Monday, April 25, 2011

MorningStar Measures Adverse Timing

That investors have different average returns than the assets they invest in, is the least appreciated return bias. Ilia Dichev (2005) looked at a variety of indices, and equity net inflows, and found this adjustment reduces returns by 1.3% for NYSE/AMEX for the period 1926-2002, 5.3% for Nasdaq from 1973-2002, and 1.5% for 19 major international stock exchanges from 1973-2004. These are big numbers, and almost universally an ignored by those studying the equity 'risk' premium. You can be sure that if this adjustment could be made consistent with some risk story it would be taken seriously, but what we see is influenced by what we believe and so we don't see this effect. To be precise, we don't see it as 'interesting' or anything other than random noise, because it does not fit into any big paradigm, and killing the equity risk premium would destroy the primary empirical point for asset pricing theory.

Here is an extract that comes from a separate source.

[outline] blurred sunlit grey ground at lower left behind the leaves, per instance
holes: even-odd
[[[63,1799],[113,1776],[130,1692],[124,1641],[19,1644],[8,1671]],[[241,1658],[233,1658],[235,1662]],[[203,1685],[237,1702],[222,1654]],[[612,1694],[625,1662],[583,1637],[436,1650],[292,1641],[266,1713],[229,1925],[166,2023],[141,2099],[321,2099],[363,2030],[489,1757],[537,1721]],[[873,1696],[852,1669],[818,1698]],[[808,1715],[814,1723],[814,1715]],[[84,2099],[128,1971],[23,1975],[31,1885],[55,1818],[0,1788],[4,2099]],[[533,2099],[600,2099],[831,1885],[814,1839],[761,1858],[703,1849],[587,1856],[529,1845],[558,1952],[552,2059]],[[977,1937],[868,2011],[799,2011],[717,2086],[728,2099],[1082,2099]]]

Morningstar is now measuring this for fund categories, which is very helpful. They note that due to adverse timing (!), recent attempts by investors to 'chase' market returns have hurt them:

In 2010, the average domestic fund earned a return of 18.7% compared with 16.7% for the average fund investor, making for a gap of 200 basis points. For the trailing three years, that gap was 128 basis points. For the past five years, it was 98 basis points, and for the past 10, it was 47 basis points.

Interestingly, their studies all show a large bias that gets smaller as one goes backward over time. I'm skeptical adverse timing is primarily a recent issue because the 2001 internet bubble, as John Cochrane emphasizes, is the poster-child for adverse timing. Perhaps there's a straightforward bias to their metric, because it seems strange that it attenuates for every asset class at the same rate.

Further, as Antti Ilmanen notes in his new book Expected Returns, 'momentum' in strategies is statistically significant, it is there, and suggests a 'Mathew Effect' for allocating capital. I wonder how the adverse timing, which implies average investors are buying more prior to declines than prior to increases, relates the momentum in asset strategy returns.